Am I using my limited data stewardship resources on the most useful tasks?

This is a common question that data stewardship teams grapple with. Most organizations have more data stewardship tasks in their work queue than they can keep up with. So how do you focus your data stewards on the most useful work? The most comprehensive approach is to use Verato Auto-Steward as a first line of defense but still keep your data stewards to focus on more difficult tasks. Using Verato Auto-Steward will automatically clear up the majority of your data stewardship tasks, the run-of-the-mill potential duplicate stewardship tasks. But there will still be some potential duplicates that even Verato can’t definitively resolve. And there will still be other types of data stewardship tasks that might revolve around data elements unique to your organization (examples such as suspicious-looking insurance ID numbers that you want to investigate as potential fraud, or cases where the same MRN is used for two very different-looking sets of patient data). Verato Auto-Steward still helps reduce the uncertainty about how to tackle the still-unresolved data stewardship tasks.
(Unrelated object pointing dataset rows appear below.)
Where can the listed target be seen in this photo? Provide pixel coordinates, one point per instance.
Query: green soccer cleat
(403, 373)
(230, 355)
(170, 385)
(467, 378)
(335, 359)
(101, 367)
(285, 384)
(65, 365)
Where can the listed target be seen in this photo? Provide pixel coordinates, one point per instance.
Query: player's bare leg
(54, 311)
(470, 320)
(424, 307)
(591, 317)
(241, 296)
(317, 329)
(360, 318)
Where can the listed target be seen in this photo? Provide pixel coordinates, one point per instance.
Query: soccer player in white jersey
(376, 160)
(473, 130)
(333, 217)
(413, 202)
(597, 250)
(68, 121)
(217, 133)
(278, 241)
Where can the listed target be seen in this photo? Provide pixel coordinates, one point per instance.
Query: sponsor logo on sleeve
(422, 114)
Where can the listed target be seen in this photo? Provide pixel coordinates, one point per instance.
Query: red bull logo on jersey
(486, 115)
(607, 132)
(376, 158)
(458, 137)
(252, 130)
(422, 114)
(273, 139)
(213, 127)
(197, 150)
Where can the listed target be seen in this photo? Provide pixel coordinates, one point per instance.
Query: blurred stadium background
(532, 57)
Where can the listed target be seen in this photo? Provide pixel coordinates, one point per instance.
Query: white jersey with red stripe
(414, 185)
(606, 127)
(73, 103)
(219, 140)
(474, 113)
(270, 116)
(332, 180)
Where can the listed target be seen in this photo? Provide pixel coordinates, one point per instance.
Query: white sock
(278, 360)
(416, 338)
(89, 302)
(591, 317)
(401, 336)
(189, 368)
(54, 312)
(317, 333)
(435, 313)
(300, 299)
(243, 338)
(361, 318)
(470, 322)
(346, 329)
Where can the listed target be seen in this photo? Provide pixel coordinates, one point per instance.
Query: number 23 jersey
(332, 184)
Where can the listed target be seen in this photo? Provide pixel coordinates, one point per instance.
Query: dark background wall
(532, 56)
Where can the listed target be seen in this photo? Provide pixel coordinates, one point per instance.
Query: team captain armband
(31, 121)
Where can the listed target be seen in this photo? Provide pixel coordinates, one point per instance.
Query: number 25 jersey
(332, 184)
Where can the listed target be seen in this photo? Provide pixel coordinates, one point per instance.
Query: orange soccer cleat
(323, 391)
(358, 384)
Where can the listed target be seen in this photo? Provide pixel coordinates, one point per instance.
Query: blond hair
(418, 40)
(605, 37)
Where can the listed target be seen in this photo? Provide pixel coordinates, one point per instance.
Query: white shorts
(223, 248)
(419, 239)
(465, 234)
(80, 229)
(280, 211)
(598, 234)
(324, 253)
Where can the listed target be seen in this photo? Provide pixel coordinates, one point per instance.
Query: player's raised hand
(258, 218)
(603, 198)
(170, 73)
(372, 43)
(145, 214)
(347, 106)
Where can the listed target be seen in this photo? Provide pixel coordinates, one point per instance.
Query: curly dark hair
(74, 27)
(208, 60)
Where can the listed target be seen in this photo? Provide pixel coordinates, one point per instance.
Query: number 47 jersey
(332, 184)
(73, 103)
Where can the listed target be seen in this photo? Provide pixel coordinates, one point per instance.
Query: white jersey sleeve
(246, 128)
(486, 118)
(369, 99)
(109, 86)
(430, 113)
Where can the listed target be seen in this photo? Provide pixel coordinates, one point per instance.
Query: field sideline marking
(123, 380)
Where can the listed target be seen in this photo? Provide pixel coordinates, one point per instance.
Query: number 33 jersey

This might happen in cases where the identity is a potentially fake/fraudulent identity that does not exist in our reference database – if we didn’t come close to finding a match in our reference database, we tell you that in our Verato Auto-Steward response, and you can use that information to help either de-prioritize the task (don’t bother trying to find more information if we didn’t even have it) or move it to a different team (perhaps it should be investigated by a fraud team). Or this might happen in cases where one of the potentially-matching identities is potentially a match to more than one person in our reference database – maybe you sent us two John Smith identities at the same address, but one was missing a birth date. If we know there’s a John Smith Sr. and John Smith Jr. both living at that address, we can’t definitively say which is the right person, and we tell you that there are multiple potential matches in our Verato Auto-Steward response – you can use this information to change the priority of manual review. Perhaps you want to make this a higher priority for your data stewards, because you know they can look for pediatric records associated with the MRNs to definitively know which one is the ‘junior.’ And in many cases one of the potentially-matching records you send to Verato Auto-Steward just has enough missing or incorrect data that we can’t confidently declare it a match to our reference database. Guess what? We tell you that as well in our Auto-Steward response – we’ll tell you that one of the input records was definitely a match to a known person, but the other input record was not a confident-enough match to that same reference identity. Even though we have to fall back on an ‘uncertain’ answer, the extra detail we send back can still be used to help you decide whether you want to prioritize the data stewardship task for human review.

By running your EMPI/MDM data stewardship tasks through Verato Auto-Steward first, you get extra insight that will help you choose which remaining data stewardship tasks are worth human review and which are not, further reducing the uncertainty about whether you’re focusing your stewardship team on the most relevant tasks.

Automating data stewardship decisions with Verato does wonders for the efficiency of your stewardship team and your bottom line. But it also comes with an extra icing on the top – giving you a much higher degree of certainty about the stewardship decisions and letting you focus your stewardship team on the highest-value stewardship tasks that remain.